American academic administrator (1871–1934)

Levi John Rowan (August 7, 1871 – June 28, 1934) was an American academic administrator, educator, and photographer. He served two terms as the president of Alcorn Agricultural and Mechanical College (now Alcorn State University) a historically black public university in Lorman, Mississippi. He also used the name L. J. Rowan.

== Life and career ==
Levi John Rowan was born on August 7, 1871, in Rodney, Mississippi, to parents Martha (née Walker) and Sidney Rowan. He graduated with a B.S. degree in May 1893 from Alcorn Agricultural and Mechanical College (now Alcorn State University).

In 1896, Rowan married Mattie Foote, and they had four daughters. After graduation, Rowan taught for 5 years near his hometown of Rodney, Mississippi.

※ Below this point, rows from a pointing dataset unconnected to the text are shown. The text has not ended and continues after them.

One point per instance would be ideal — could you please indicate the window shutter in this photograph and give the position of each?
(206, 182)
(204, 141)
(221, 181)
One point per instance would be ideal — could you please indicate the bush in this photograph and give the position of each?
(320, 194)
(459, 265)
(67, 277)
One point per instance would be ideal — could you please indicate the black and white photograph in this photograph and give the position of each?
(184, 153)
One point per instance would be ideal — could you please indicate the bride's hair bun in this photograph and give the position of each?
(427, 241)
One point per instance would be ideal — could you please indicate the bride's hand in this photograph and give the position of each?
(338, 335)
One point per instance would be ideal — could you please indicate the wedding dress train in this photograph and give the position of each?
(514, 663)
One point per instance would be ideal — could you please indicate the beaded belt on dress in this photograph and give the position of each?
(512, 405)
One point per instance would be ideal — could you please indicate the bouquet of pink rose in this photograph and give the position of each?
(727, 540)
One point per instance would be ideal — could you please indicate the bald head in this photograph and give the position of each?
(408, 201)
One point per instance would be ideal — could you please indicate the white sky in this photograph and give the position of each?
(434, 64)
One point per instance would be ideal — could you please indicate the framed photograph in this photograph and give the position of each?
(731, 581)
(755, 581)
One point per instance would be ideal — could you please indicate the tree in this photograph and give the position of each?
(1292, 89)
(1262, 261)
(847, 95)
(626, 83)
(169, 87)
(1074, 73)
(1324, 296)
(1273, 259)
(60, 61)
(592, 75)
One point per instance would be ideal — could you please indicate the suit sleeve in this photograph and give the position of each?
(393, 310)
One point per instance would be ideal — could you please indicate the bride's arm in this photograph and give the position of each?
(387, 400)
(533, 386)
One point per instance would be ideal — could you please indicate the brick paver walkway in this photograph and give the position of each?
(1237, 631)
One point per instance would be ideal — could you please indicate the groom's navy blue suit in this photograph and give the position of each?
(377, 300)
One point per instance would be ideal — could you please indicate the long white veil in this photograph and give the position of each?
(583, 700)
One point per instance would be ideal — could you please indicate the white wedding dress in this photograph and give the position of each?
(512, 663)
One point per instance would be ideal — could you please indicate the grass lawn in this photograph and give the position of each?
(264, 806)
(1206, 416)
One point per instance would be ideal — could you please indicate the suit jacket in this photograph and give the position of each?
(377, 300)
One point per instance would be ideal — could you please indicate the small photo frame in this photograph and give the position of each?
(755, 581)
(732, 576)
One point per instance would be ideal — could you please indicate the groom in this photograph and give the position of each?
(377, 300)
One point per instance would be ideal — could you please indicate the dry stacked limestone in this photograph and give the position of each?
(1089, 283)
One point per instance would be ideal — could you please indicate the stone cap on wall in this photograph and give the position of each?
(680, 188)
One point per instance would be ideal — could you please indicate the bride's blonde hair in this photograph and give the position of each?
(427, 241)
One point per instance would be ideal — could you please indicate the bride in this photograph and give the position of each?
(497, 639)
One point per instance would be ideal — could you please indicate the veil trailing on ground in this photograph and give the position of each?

In 1905, he became the 7th president of Alcorn Agricultural and Mechanical College, a role he held until 1911 when he was succeeded by John Adams Martin. After his first term, Rowan taught English at Alcorn. He served as second term as president of Alcorn Agricultural and Mechanical College from 1915 until 1934. During his tenure as president, the campus was expanded.

== Death and legacy ==
Rowan died on June 28, 1934, in a hospital in Vicksburg, Mississippi. He had been sick, and suffered from kidney disease and heart disease.

From 1950 until 2017, the Rowan School (or L. J. Rowan Middle School) in Jackson, Mississippi was named in his honor.

An exhibition of his photography was held at the Columbus–Lowndes Public Library in 2017. The Levi J. Rowan Photograph Collection is held at the Margaret Walker Center at Jackson State University.